Opinión

La danza de la muerte

El hombre se sintió ligero aquella mañana. Le pareció escuchar gritos y lágrimas de consternación. De pronto tuvo la sensación inequívoca de que estaba viendo aquello de lo que tantas veces se había reído: la Santa Compaña. Se frotó los ojos, tosió y carraspeó y volvió a carraspear. Algo en la garganta no funcionaba igual. Sería el tabaco. Ya se lo había dicho el doctor: deje usted de fumar.

Lo que le extrañó fue la cantidad de gente que se iba arremolinando frente a su ventana, pero le tranquilizó que les conocía…bueno…a casi todos. ¡Ah, ya! –pensó–, ya sé lo que pasa. Le dio pena pensar lo tonto que era. Recordó que había leído en la prensa que harían una representación de la Santa Compaña por la ciudad. En esta época de octubre o noviembre ya se sabe…la influencia de otras culturas…o incluso…nuestra propia cultura tan rica en  sentimientos, tristezas y nostalgias.

Estaba muy bien montado el espectáculo. No faltaba nada. No faltaba nadie. Tres curas. Menos mal que era puro “atrezzo” porque en este tiempo…para encontrar tres reverendos…no hay manera…que ya no quedan. El niño del calderín le daba coscorrones con el hisopo a la niña de las trenzas. El señor de la barba llevaba la cruz y ponía un gesto tan huraño que casi hacía creíble su papel. De todas formas se irritó al contemplar que estaban usando auténticos instrumentos de iglesia, sobrepellices, dalmáticas…El incienso se iba estirando hacia el cielo como un humo tenue, flexible y largo como las habichuelas de un cuento para niños.

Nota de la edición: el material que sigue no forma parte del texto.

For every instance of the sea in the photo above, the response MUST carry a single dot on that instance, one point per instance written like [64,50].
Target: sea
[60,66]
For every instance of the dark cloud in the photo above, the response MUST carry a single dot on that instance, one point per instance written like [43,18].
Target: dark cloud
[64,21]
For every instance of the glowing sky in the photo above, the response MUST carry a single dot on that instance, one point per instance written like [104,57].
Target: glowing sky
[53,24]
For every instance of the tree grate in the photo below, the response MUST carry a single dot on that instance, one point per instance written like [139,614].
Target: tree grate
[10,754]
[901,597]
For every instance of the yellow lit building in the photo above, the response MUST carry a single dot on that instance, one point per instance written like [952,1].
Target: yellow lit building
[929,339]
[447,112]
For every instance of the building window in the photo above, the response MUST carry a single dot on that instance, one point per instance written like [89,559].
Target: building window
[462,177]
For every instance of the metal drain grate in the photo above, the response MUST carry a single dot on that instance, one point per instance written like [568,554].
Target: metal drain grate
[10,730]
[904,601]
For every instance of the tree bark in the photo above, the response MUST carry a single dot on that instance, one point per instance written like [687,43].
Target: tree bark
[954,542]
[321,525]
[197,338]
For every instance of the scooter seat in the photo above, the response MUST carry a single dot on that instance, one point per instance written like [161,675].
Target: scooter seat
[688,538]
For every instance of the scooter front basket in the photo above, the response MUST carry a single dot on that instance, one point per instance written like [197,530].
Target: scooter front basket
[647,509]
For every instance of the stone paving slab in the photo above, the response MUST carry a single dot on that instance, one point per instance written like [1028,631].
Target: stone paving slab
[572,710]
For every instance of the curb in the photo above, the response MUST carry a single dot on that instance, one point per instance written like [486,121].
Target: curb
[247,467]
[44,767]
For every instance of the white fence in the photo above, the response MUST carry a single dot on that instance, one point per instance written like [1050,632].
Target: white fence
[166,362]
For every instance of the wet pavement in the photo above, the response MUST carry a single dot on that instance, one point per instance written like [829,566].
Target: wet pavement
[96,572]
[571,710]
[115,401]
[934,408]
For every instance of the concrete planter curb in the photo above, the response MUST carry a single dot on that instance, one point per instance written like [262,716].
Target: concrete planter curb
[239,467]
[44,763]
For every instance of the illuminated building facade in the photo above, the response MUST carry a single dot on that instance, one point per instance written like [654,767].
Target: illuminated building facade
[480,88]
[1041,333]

Las plañideras… ¡perfectas! Qué manera de llorar más auténtica. Bueno…en eso exageraban un poco porque hoy en los entierros no llora nadie, ni el difunto. Se rió de la propia ocurrencia. Siempre le habían alabado sus amigos esas chispas de humor que le hacían sentirse la “reina” de las fiestas. En este tiempo del otoño el ambiente ayuda para estas cosas. Por ejemplo, siempre que iba al “souto” a recoger castañas tenía la sensación de que las ánimas se le hacían presentes. Solía llover y cuando escampaba, una niebla blanca y adiposa iba apoderándose del sitio. Entonces los erizos sensuales abrían su pecho enamorado y soltaban el fruto marrón y húmedo con deshonesta lascivia. Al caer podía jurarse que no eran ellas sino los pasos de las almas de los antepasados caminando arriba y abajo la espesura.

Él era un tipo friolero pero pese a la humedad del ambiente, pese a esa llovizna minúscula que se metía traidora en los anoraks de los figurantes que, poco a poco, iban juntándose, qué casualidad, en la misma puerta de su casa, hoy no sentía frío. Claro, estaba seguro de que la señora Ubalda, que venía cada día a limpiar un par de horas, por ocho euros, la casa, habría dejado encendida la calefacción. También se ocupaba de Pipo, su Yorkshire.

En ese momento sonaron las campanas a difunto: tan…tan…y sonaban a hombre ya que si fuese mujer se oiría el badajo de la atiplada campana más pequeña. Entonces, sí, con cada campanada sintió vibrar su interior blandengue. Era como si un flan de huevo se le ”estarrufase” en el corazón.  Al terminar avanzó la santa Compaña y el abad del entierro rogó por el  eterno descanso del alma del señor Abilio…

Qué casualidad –pensó Abilio– y enfadado se dio media vuelta y se marchó a la cocina sin abrir la puerta… ni nada. Atravesarla era más cómodo.